Let me preface the question by saying that I understand that there will probably not be a definitive, yes-or-no answer on this topic and that answers given might be opinion driven. However, I do require and am thankful for advice and/or guidance in deploying and operating the following API design.
What I am working on
For a SaaS of mine, I would like to provide its functionality to my customers via an API.
The task the SaaS is providing is a long running, computationally expensive one. So, unfortunately, running a straightforward, "synchronous" API where the caller waits for the results of this task to be delivered as the response to their request is not suitable.
Instead, I have settled on an approach where the caller schedules Jobs
and periodically queries the API to see if a given job has finished yet. I'm quite happy with that design.
What I have done so far
For the implementation, I have built on / used the following technologies:
Node.js
serverExpress
npm package for API and routingRedis
database for job schedulingbullmq
npm package for Redis connection and queue management
Using bullmq
, I create a Queue
and add Jobs
to that queue in response to a call to a given endpoint.
For me, this is in api.ts
(shortened):
import Express from "express"
import { Queue } from "bullmq"
const api = Express()
const queue = new Queue("com.mysaas.workerQueue")
api.post("/job", async (request, response) => {
var data, jobId
...
await queue.add("com.mysaas.defaultJob", data, {
jobId: jobId,
removeOnComplete: true,
...
})
response.send({
status: "success",
job: jobId
})
}
...
Additionally, I create workers which process scheduled jobs, coordinated by the bullmq
package, using Redis
under the hood.
For me, this is in worker.ts
(shortened):
import { Worker } from "bullmq"
const worker = new Worker("com.mysaas.workerQueue", async (job) => {
await someWork()
...
}, {concurrency: 25})
How I run it currently in my dev environment
tsc
to compile Typescript to Javascript.
I use pm2
as a process manager and daemon.
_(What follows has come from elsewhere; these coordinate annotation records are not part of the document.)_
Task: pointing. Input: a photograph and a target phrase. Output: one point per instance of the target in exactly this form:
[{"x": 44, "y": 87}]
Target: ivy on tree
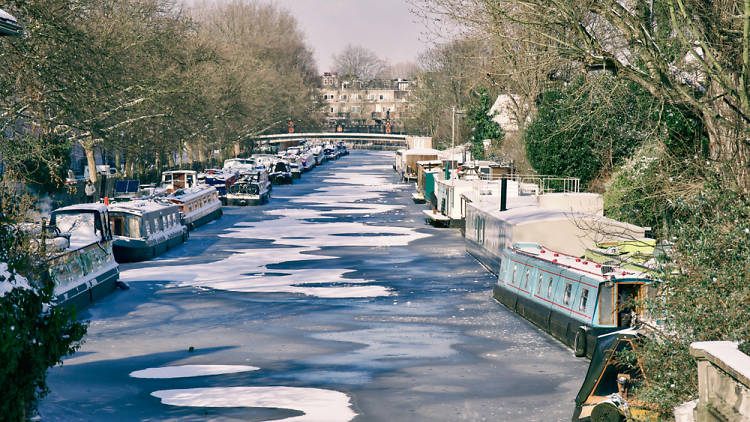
[{"x": 479, "y": 120}]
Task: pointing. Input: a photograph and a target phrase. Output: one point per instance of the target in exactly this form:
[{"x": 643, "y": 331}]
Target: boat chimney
[{"x": 503, "y": 194}]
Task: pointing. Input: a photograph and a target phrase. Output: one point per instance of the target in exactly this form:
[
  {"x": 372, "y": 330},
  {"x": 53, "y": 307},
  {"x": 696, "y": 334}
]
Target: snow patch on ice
[
  {"x": 186, "y": 371},
  {"x": 307, "y": 230},
  {"x": 317, "y": 404}
]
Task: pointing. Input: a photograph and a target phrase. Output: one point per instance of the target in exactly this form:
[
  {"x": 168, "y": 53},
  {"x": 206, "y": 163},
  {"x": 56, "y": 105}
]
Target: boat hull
[
  {"x": 89, "y": 291},
  {"x": 559, "y": 325},
  {"x": 485, "y": 257},
  {"x": 242, "y": 202},
  {"x": 139, "y": 250}
]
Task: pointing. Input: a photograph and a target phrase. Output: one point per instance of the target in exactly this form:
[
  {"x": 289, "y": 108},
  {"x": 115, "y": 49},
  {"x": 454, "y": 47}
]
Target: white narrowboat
[
  {"x": 82, "y": 266},
  {"x": 251, "y": 189},
  {"x": 144, "y": 229},
  {"x": 240, "y": 165},
  {"x": 411, "y": 157},
  {"x": 198, "y": 204},
  {"x": 566, "y": 222}
]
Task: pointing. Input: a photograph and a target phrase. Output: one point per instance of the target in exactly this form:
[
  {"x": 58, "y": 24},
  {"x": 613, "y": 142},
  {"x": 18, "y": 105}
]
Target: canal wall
[{"x": 723, "y": 384}]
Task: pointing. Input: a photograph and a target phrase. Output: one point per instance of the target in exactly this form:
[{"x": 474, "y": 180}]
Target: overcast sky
[{"x": 384, "y": 26}]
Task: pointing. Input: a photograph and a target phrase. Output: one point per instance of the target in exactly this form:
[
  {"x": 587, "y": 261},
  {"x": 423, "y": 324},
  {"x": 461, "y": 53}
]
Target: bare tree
[
  {"x": 358, "y": 62},
  {"x": 687, "y": 52}
]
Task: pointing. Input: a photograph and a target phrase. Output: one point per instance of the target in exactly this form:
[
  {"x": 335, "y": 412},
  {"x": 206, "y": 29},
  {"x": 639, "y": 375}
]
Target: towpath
[{"x": 334, "y": 302}]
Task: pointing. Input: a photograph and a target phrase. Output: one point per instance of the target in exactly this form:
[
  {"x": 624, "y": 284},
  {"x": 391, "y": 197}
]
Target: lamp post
[{"x": 453, "y": 128}]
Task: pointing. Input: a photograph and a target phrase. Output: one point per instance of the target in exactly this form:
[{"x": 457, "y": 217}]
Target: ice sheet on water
[
  {"x": 247, "y": 271},
  {"x": 186, "y": 371},
  {"x": 387, "y": 342},
  {"x": 318, "y": 405}
]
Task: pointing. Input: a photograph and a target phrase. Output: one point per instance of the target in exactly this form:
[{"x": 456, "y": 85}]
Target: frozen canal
[{"x": 333, "y": 303}]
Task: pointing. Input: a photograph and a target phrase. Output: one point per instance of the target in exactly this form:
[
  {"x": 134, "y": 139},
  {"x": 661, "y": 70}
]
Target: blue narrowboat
[{"x": 572, "y": 298}]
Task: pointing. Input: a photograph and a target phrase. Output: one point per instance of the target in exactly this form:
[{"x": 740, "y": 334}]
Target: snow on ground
[
  {"x": 306, "y": 231},
  {"x": 186, "y": 371},
  {"x": 317, "y": 404},
  {"x": 6, "y": 285}
]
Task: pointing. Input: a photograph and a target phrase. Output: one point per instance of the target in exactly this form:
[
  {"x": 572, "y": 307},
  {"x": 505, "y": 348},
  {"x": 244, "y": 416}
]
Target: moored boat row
[
  {"x": 583, "y": 278},
  {"x": 88, "y": 241}
]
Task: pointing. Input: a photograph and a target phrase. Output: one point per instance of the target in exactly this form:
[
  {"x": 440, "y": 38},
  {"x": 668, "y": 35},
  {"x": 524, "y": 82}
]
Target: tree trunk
[
  {"x": 88, "y": 147},
  {"x": 117, "y": 159}
]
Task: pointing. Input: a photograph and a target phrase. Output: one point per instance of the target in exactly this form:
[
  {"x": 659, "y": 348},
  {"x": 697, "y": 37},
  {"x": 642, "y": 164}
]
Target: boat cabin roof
[
  {"x": 98, "y": 207},
  {"x": 421, "y": 151},
  {"x": 188, "y": 194},
  {"x": 142, "y": 207},
  {"x": 177, "y": 172}
]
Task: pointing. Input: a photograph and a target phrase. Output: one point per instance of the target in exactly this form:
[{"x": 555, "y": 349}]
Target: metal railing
[{"x": 542, "y": 183}]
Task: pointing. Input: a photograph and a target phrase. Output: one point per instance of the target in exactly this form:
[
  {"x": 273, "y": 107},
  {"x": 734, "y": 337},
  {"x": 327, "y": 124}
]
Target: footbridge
[{"x": 382, "y": 141}]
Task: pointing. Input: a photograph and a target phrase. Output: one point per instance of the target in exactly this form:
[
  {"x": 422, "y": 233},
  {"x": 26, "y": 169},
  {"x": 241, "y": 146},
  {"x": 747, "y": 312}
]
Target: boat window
[
  {"x": 606, "y": 308},
  {"x": 584, "y": 300},
  {"x": 568, "y": 293},
  {"x": 526, "y": 280},
  {"x": 84, "y": 228},
  {"x": 134, "y": 227},
  {"x": 549, "y": 288},
  {"x": 539, "y": 284},
  {"x": 118, "y": 225}
]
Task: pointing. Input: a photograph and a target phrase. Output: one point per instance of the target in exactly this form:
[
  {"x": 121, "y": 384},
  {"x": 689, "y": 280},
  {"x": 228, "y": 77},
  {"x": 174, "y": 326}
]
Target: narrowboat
[
  {"x": 250, "y": 190},
  {"x": 330, "y": 152},
  {"x": 318, "y": 154},
  {"x": 296, "y": 170},
  {"x": 178, "y": 179},
  {"x": 220, "y": 179},
  {"x": 143, "y": 229},
  {"x": 605, "y": 393},
  {"x": 423, "y": 168},
  {"x": 574, "y": 299},
  {"x": 198, "y": 204},
  {"x": 9, "y": 25},
  {"x": 82, "y": 266},
  {"x": 280, "y": 173},
  {"x": 264, "y": 160},
  {"x": 567, "y": 222},
  {"x": 410, "y": 159},
  {"x": 240, "y": 165}
]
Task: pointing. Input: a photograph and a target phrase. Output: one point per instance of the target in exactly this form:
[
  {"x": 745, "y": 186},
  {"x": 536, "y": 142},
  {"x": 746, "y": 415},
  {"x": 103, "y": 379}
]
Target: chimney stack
[{"x": 503, "y": 194}]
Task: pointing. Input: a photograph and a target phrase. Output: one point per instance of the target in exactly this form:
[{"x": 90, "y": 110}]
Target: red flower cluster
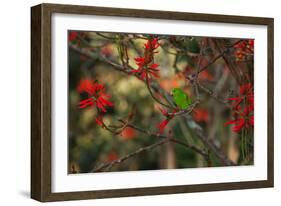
[
  {"x": 243, "y": 108},
  {"x": 146, "y": 67},
  {"x": 243, "y": 49},
  {"x": 201, "y": 115},
  {"x": 96, "y": 97},
  {"x": 162, "y": 125}
]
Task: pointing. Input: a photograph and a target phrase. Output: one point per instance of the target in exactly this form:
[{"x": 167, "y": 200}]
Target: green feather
[{"x": 181, "y": 98}]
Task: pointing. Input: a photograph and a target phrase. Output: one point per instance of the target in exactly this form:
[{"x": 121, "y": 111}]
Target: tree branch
[{"x": 109, "y": 165}]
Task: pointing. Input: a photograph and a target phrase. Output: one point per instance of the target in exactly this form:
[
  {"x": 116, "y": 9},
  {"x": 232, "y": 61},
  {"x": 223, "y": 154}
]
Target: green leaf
[{"x": 181, "y": 98}]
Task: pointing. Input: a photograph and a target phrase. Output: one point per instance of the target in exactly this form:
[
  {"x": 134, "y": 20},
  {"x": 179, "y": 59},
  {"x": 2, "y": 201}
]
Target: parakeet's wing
[{"x": 181, "y": 99}]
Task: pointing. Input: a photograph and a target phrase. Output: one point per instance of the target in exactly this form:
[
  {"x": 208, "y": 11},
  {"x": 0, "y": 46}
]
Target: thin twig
[{"x": 109, "y": 165}]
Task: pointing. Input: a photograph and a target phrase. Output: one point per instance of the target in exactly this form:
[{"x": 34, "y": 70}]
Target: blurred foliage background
[{"x": 91, "y": 145}]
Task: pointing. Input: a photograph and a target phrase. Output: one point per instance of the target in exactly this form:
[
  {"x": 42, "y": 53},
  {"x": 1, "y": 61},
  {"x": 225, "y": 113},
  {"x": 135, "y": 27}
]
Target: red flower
[
  {"x": 96, "y": 95},
  {"x": 146, "y": 67},
  {"x": 152, "y": 44},
  {"x": 128, "y": 133},
  {"x": 243, "y": 49},
  {"x": 239, "y": 124},
  {"x": 243, "y": 108},
  {"x": 72, "y": 36},
  {"x": 149, "y": 71},
  {"x": 200, "y": 115}
]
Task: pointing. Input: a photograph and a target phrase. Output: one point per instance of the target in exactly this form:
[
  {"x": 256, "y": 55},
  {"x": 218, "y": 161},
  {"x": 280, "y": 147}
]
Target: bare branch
[{"x": 109, "y": 165}]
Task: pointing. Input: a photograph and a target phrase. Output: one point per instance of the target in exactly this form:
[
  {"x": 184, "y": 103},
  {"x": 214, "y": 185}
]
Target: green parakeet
[{"x": 181, "y": 98}]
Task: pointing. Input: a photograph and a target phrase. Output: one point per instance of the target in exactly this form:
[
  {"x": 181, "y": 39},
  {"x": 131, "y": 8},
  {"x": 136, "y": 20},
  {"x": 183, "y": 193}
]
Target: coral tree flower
[
  {"x": 243, "y": 49},
  {"x": 96, "y": 97},
  {"x": 243, "y": 108},
  {"x": 146, "y": 67}
]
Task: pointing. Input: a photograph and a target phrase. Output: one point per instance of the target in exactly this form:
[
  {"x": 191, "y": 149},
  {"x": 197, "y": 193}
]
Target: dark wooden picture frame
[{"x": 41, "y": 96}]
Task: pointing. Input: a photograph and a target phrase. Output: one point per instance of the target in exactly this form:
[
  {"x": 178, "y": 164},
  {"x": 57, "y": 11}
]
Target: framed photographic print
[{"x": 132, "y": 102}]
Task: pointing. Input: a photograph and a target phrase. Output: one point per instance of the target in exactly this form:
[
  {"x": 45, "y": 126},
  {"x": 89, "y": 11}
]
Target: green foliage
[{"x": 181, "y": 98}]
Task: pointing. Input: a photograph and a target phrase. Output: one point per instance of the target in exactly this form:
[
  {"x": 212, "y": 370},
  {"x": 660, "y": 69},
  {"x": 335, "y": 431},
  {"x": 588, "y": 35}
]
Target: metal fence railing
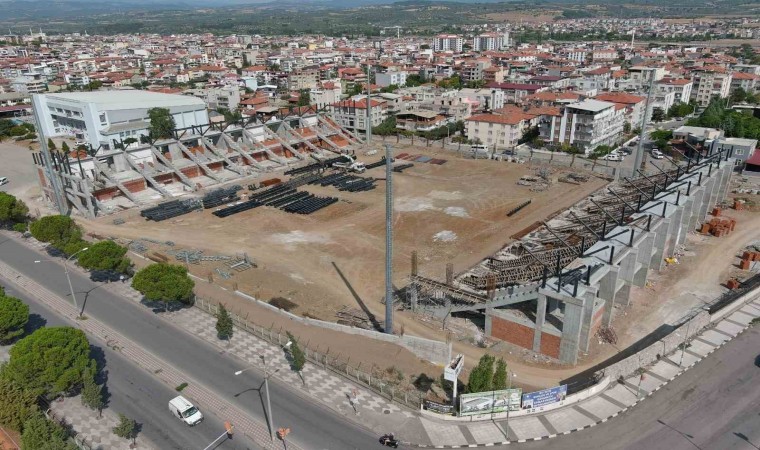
[{"x": 411, "y": 398}]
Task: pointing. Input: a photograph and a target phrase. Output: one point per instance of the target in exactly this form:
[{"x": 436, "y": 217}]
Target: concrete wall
[
  {"x": 660, "y": 348},
  {"x": 436, "y": 352}
]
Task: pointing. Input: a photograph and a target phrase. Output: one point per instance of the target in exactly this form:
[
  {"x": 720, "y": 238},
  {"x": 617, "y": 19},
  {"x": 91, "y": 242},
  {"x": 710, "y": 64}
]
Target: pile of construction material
[
  {"x": 170, "y": 209},
  {"x": 718, "y": 227},
  {"x": 222, "y": 196},
  {"x": 346, "y": 182}
]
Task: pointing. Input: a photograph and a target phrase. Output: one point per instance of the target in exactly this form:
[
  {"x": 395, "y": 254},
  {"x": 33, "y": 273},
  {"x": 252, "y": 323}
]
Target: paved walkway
[
  {"x": 430, "y": 431},
  {"x": 97, "y": 432}
]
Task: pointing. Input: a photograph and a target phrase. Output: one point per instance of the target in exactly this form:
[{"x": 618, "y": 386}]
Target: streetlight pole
[
  {"x": 266, "y": 388},
  {"x": 68, "y": 278}
]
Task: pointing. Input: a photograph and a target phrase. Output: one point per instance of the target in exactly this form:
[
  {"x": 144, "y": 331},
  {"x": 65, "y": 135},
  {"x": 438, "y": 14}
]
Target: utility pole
[
  {"x": 643, "y": 132},
  {"x": 388, "y": 240},
  {"x": 369, "y": 103},
  {"x": 53, "y": 178}
]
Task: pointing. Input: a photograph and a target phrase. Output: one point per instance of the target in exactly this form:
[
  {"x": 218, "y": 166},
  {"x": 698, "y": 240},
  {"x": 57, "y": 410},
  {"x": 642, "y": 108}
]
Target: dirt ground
[{"x": 455, "y": 212}]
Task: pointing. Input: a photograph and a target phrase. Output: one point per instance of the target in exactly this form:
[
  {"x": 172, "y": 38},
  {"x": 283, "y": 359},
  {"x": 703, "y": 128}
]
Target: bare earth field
[{"x": 454, "y": 212}]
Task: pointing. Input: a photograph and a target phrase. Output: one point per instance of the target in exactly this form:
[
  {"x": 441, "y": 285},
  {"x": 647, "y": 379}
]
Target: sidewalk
[
  {"x": 97, "y": 433},
  {"x": 427, "y": 429},
  {"x": 254, "y": 430}
]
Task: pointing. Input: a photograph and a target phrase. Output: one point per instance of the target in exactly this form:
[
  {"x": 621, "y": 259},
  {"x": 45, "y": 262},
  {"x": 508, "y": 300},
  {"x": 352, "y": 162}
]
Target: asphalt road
[
  {"x": 313, "y": 425},
  {"x": 132, "y": 391},
  {"x": 713, "y": 406}
]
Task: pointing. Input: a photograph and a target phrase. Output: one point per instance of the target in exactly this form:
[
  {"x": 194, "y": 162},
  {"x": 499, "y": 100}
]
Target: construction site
[{"x": 294, "y": 209}]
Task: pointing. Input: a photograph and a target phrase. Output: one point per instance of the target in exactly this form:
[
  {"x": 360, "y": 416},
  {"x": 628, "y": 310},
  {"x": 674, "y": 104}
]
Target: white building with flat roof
[
  {"x": 586, "y": 125},
  {"x": 102, "y": 117}
]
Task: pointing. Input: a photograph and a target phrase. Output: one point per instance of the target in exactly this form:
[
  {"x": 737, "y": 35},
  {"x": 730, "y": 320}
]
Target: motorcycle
[{"x": 388, "y": 440}]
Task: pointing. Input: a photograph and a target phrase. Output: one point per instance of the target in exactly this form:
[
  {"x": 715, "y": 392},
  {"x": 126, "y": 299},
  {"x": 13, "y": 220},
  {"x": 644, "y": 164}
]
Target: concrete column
[
  {"x": 685, "y": 221},
  {"x": 588, "y": 314},
  {"x": 607, "y": 292},
  {"x": 696, "y": 220},
  {"x": 673, "y": 231},
  {"x": 726, "y": 183},
  {"x": 660, "y": 240},
  {"x": 571, "y": 333},
  {"x": 627, "y": 272},
  {"x": 540, "y": 318},
  {"x": 707, "y": 189},
  {"x": 713, "y": 188}
]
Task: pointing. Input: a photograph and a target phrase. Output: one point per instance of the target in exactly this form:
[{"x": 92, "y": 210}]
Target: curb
[{"x": 551, "y": 436}]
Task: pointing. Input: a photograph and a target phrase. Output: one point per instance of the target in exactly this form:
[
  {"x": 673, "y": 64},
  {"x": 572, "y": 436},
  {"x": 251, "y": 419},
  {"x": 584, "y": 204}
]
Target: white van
[
  {"x": 182, "y": 409},
  {"x": 479, "y": 148}
]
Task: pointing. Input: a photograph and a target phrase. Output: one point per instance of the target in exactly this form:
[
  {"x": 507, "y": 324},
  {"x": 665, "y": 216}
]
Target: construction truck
[{"x": 350, "y": 164}]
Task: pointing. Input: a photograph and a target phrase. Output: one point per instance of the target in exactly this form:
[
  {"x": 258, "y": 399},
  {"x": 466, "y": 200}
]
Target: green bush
[
  {"x": 51, "y": 360},
  {"x": 16, "y": 404},
  {"x": 14, "y": 314},
  {"x": 41, "y": 433},
  {"x": 166, "y": 283},
  {"x": 105, "y": 255},
  {"x": 12, "y": 209},
  {"x": 59, "y": 231}
]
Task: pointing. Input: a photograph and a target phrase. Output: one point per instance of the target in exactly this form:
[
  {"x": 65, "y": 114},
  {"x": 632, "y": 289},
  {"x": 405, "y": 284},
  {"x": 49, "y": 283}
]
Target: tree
[
  {"x": 50, "y": 361},
  {"x": 59, "y": 231},
  {"x": 481, "y": 376},
  {"x": 12, "y": 209},
  {"x": 304, "y": 97},
  {"x": 92, "y": 393},
  {"x": 299, "y": 358},
  {"x": 739, "y": 95},
  {"x": 167, "y": 283},
  {"x": 126, "y": 429},
  {"x": 224, "y": 328},
  {"x": 14, "y": 314},
  {"x": 16, "y": 404},
  {"x": 658, "y": 115},
  {"x": 161, "y": 123},
  {"x": 500, "y": 375},
  {"x": 44, "y": 434},
  {"x": 105, "y": 255}
]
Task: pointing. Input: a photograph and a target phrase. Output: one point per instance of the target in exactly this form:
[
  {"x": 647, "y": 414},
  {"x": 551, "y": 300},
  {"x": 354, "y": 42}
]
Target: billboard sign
[
  {"x": 539, "y": 399},
  {"x": 440, "y": 408},
  {"x": 489, "y": 402}
]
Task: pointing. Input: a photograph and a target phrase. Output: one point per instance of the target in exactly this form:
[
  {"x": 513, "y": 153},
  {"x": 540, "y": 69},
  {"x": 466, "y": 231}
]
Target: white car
[{"x": 182, "y": 409}]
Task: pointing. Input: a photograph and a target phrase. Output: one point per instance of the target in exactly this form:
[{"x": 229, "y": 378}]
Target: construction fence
[{"x": 410, "y": 398}]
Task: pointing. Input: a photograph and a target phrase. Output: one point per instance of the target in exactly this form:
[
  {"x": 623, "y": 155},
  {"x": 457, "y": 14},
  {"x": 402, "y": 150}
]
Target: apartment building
[
  {"x": 388, "y": 78},
  {"x": 747, "y": 81},
  {"x": 303, "y": 79},
  {"x": 710, "y": 82},
  {"x": 586, "y": 125},
  {"x": 680, "y": 87},
  {"x": 352, "y": 114},
  {"x": 448, "y": 42},
  {"x": 29, "y": 84},
  {"x": 104, "y": 116},
  {"x": 633, "y": 105},
  {"x": 498, "y": 131},
  {"x": 488, "y": 42}
]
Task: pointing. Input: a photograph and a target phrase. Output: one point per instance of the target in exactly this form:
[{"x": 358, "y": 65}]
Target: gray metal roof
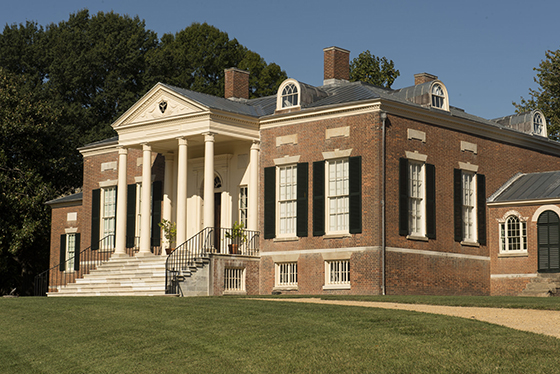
[{"x": 533, "y": 186}]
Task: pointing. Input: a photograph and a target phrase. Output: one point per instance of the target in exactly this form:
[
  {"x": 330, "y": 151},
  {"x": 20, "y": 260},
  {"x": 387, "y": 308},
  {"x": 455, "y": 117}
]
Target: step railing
[
  {"x": 75, "y": 267},
  {"x": 200, "y": 246}
]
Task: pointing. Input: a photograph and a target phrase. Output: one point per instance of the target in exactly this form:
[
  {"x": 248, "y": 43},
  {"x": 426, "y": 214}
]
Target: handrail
[{"x": 200, "y": 245}]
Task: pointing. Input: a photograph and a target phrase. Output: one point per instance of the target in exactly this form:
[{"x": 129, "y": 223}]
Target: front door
[
  {"x": 548, "y": 226},
  {"x": 217, "y": 220}
]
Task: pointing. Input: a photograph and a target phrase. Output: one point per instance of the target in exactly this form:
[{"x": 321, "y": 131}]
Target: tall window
[
  {"x": 513, "y": 234},
  {"x": 416, "y": 198},
  {"x": 338, "y": 193},
  {"x": 108, "y": 216},
  {"x": 287, "y": 199},
  {"x": 243, "y": 205},
  {"x": 289, "y": 96},
  {"x": 438, "y": 96}
]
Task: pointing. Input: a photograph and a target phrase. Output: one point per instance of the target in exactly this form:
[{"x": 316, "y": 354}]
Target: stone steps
[{"x": 129, "y": 276}]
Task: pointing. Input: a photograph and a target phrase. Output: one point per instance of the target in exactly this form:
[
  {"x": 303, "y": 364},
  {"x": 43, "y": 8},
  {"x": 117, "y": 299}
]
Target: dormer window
[
  {"x": 538, "y": 124},
  {"x": 438, "y": 96},
  {"x": 290, "y": 96}
]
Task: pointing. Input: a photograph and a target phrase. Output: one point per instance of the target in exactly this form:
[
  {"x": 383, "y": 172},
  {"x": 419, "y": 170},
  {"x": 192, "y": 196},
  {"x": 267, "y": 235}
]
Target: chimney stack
[
  {"x": 336, "y": 65},
  {"x": 423, "y": 78},
  {"x": 236, "y": 84}
]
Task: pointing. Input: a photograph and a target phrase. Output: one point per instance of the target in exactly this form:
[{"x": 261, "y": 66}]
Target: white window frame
[
  {"x": 243, "y": 205},
  {"x": 513, "y": 234},
  {"x": 416, "y": 199},
  {"x": 337, "y": 274},
  {"x": 286, "y": 275},
  {"x": 337, "y": 195},
  {"x": 234, "y": 280},
  {"x": 108, "y": 216},
  {"x": 469, "y": 206},
  {"x": 286, "y": 200},
  {"x": 70, "y": 253}
]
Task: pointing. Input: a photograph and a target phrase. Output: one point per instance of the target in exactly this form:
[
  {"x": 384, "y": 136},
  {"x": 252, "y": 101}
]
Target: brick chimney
[
  {"x": 336, "y": 65},
  {"x": 423, "y": 78},
  {"x": 237, "y": 84}
]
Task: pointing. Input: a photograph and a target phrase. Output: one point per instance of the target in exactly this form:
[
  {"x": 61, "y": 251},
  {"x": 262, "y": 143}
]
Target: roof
[
  {"x": 526, "y": 187},
  {"x": 67, "y": 199}
]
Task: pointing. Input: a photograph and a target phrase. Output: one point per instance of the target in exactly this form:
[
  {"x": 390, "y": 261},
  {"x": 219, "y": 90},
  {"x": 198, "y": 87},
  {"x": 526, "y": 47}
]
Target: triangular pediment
[{"x": 159, "y": 103}]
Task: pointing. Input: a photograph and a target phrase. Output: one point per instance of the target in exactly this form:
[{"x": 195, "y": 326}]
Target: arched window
[
  {"x": 290, "y": 96},
  {"x": 513, "y": 234},
  {"x": 438, "y": 96},
  {"x": 538, "y": 124}
]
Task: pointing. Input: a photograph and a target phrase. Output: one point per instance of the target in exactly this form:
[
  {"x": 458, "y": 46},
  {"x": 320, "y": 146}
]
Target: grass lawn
[{"x": 230, "y": 335}]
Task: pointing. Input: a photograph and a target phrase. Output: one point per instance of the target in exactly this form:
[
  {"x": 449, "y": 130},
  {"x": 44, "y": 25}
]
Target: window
[
  {"x": 337, "y": 198},
  {"x": 290, "y": 96},
  {"x": 286, "y": 274},
  {"x": 243, "y": 205},
  {"x": 538, "y": 124},
  {"x": 234, "y": 280},
  {"x": 108, "y": 213},
  {"x": 513, "y": 235},
  {"x": 438, "y": 96},
  {"x": 469, "y": 207},
  {"x": 337, "y": 274},
  {"x": 417, "y": 199},
  {"x": 287, "y": 200}
]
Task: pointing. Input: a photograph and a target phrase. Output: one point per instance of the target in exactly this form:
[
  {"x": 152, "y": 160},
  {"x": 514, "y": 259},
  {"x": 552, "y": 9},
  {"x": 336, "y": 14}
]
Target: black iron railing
[{"x": 203, "y": 243}]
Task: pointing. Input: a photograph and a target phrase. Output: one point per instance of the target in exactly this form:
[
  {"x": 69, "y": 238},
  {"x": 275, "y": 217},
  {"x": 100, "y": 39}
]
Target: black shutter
[
  {"x": 458, "y": 204},
  {"x": 270, "y": 202},
  {"x": 319, "y": 198},
  {"x": 430, "y": 201},
  {"x": 157, "y": 198},
  {"x": 481, "y": 208},
  {"x": 77, "y": 252},
  {"x": 355, "y": 194},
  {"x": 95, "y": 218},
  {"x": 403, "y": 196},
  {"x": 62, "y": 265},
  {"x": 130, "y": 215},
  {"x": 302, "y": 198}
]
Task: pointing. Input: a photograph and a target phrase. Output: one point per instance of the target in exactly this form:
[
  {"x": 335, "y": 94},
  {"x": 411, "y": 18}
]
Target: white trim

To run the api I use the following command:
pm2 start -i max build/api/api.js
This will start one node process for each cpu core available (8 on my dev machine).
To run a worker, I open another terminal and execute:
node build/worker/worker.js
I can add workers by opening more terminals and repeating the command above.
Doing so will cause multiple workers to take Jobs
from the Queue
, sharing the workload and finishing multiple jobs concurrently and thus more quickly.
All of this works quite nicely in my dev environment.
What I am unsure about
What I don't know is if the current approach is suitable for the production environment. I have studied the documentation for pm2
and bullmq
but I can't seem to find a definitive description of how to combine those two. My target being, of course, maximising performance and API throughput.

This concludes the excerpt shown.